India Eyes Latin America
Indian investment is helping Latin America to diversify its sources of economic growth, making the region relatively less dependent on commodity exports. But what about low-wage Indian manufacturing? Doesn’t it pose a competitive challenge to Latin America, where manufacturing wages are higher? To a certain degree, yes. Broadly speaking, however, “Indian exports to the region are not a threat to Latin American industries,” as Heine and Viswanathan stress. “Over half of them consist of raw materials and intermediate goods such as bulk drugs, yarn, fabrics, and parts for machinery and equipment, which can help Latin American industries cut production costs and become globally competitive.”
In a 2010 study (“India: Latin America’s Next Big Thing?”), Inter-American Development Bank economist Mauricio Mesquita Moreira concluded that, while “the fundamentals exist for a strong trade relationship between the two regions,” economic cooperation is being hampered by tariffs and other trade barriers. The hope is that incremental progress on trade expansion will discourage protectionist policies. “More trade is likely to strengthen the virtuous circle in which trade boosts incentives for cooperation while cooperation creates even more opportunities to trade,” explains Moreira.

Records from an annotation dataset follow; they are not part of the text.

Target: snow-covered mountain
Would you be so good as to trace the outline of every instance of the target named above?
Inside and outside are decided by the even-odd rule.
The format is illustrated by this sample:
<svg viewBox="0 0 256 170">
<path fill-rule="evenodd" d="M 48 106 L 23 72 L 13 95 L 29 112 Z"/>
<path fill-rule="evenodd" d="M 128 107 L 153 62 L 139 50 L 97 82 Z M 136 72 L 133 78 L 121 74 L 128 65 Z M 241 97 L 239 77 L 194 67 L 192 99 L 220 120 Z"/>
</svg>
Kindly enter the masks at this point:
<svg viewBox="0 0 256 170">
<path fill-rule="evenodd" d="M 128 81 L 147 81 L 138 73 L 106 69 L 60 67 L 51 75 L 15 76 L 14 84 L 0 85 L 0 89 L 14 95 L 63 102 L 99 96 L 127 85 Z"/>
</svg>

The recent growth of trade and investment ties between India and Latin America has encouraged warmer diplomatic relations. By 2009, note Heine and Viswanathan, LAC countries had 18 diplomatic missions in New Delhi, and India had 14 missions in the LAC region, up from twelve and seven, respectively, in 2002. The single most important bilateral relationship is that between India and Brazil, Latin America’s largest economy and most populous country. In 2003, the two nations joined with South Africa to sign the Brasília Declaration, which launched the India–Brazil–South Africa Dialogue Forum, or IBSA. The goal of this trilateral mechanism is to promote greater three-way cooperation on issues such as trade, investment, education, poverty reduction, and the environment. “Brazil has what India lacks: a large and fertile land mass with abundant water that can significantly increase the production of food -- something India will always need, be it soybean oil, legumes or sugar,” write Heine and Viswanathan.
As Indo-Brazilian economic links continue expanding, we can expect the two governments to pursue closer collaboration on non-economic matters, including military affairs. This will unnerve the Communist rulers in Beijing, who fashion themselves the undisputed leaders of the developing world and fear the rise of India. Washington won’t always agree with New Delhi’s foreign-policy decisions, but it should welcome a robust Indian presence in Latin America. After all, on the biggest economic and strategic issues of the day, India and the United States are natural allies.